最後に、採択事業者のCuelとメリービズによる「女性のキャリア構築」の取り組みについてトークセッションを実施した。Cuelは、女性専用のオンライン経理・財務スクール「CuelCollege」を運営すると共に、経済的困窮を抱える女性や望む働き方ができていない女性の就労支援を行っている。同社 代表取締役の鈴木ひとみ氏は、「『CuelCollege』では、これまでに累計480名以上の経理人材を育成してきた実績がある。Be Smart Tokyoのプロジェクトでは、東京都の人材紹介会社や経理業務専門のBPOベンダーと連携し、スクールの卒業生を就労にシームレスにつなぐ仕組みの構築を進めている。今後は、経理業務未経験者の採用促進に向けて、スクールでの“学習履歴”を評価してもらえるよう企業に呼びかけていく。将来的には、女性だけでなく、男性向けにも『CuelCollege』を展開し、幅広く経理人材を育成していきたい」と、プロジェクトの今後の展望を語った。

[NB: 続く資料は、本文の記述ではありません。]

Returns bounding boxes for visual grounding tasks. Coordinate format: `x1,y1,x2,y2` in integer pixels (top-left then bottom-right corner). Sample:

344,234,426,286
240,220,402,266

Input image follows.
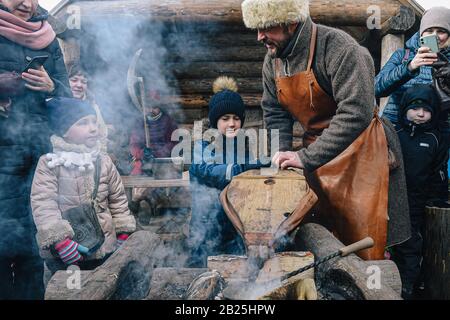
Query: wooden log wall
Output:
59,0,414,148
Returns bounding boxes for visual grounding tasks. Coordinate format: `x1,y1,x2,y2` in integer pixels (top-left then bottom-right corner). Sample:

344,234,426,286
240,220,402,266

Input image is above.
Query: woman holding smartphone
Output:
0,0,71,299
375,7,450,298
375,7,450,126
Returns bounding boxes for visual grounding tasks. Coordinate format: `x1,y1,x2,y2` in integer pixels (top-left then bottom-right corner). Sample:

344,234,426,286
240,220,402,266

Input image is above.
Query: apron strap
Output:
306,23,317,72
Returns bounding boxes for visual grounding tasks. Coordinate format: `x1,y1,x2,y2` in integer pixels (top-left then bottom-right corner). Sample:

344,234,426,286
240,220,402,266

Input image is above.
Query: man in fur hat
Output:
242,0,410,258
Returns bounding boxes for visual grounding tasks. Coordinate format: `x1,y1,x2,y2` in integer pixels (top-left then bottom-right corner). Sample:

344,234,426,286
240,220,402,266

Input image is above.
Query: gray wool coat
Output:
261,18,410,246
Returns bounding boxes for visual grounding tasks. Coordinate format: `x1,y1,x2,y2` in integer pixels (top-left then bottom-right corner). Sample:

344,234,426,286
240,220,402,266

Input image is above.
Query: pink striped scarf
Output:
0,9,56,50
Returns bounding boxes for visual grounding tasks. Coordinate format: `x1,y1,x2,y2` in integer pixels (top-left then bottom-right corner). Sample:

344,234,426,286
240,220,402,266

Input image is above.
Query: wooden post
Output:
380,34,405,111
423,207,450,300
295,223,401,300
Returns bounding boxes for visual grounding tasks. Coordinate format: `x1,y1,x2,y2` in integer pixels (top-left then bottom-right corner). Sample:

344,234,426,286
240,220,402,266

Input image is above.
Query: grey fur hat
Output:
242,0,309,29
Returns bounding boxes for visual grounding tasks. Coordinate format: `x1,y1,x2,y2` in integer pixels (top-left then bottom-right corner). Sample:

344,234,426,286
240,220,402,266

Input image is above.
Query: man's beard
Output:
263,37,291,59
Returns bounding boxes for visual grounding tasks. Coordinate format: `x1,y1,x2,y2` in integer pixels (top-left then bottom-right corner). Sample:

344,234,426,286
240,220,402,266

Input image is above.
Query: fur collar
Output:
46,135,100,172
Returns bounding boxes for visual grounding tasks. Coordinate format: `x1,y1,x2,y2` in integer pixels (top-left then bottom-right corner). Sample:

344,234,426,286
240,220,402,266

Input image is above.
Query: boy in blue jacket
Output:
188,77,261,267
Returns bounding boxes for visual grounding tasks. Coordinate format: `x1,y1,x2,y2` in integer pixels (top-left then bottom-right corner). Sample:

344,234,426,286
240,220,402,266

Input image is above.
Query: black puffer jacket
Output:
397,85,448,217
0,6,72,256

メリービズは、企業を支えるバックオフィスにおける業務課題の解決および、日本全国のプロフェッショナル人材の活躍支援を進める事業を推進。BPaaSオンラインアウトソーシング事業として「バーチャル経理アシスタント」、DXコンサル事業として「経理DX」を展開している。同社 社長室室長の石川淳一氏は、「Cuelと連携した取り組みでは、『CuelCollege』のプログラムに参画し、経理業務専門のBPOベンダーとして、卒業者の就労支援や経理業務のアウトソーシングを行っている。この取り組みを通じて、未経験者が経理業務にチャレンジするハードルを下げると共に、卒業者にはライフスタイルに応じた多様な働き方を提供していく。また今後は、卒業者と企業のマッチングを地域内で完結できる仕組みの構築を目指し、未経験者の育成や案件管理、就労への動線づくりに取り組んでいきたい」との考えを述べた。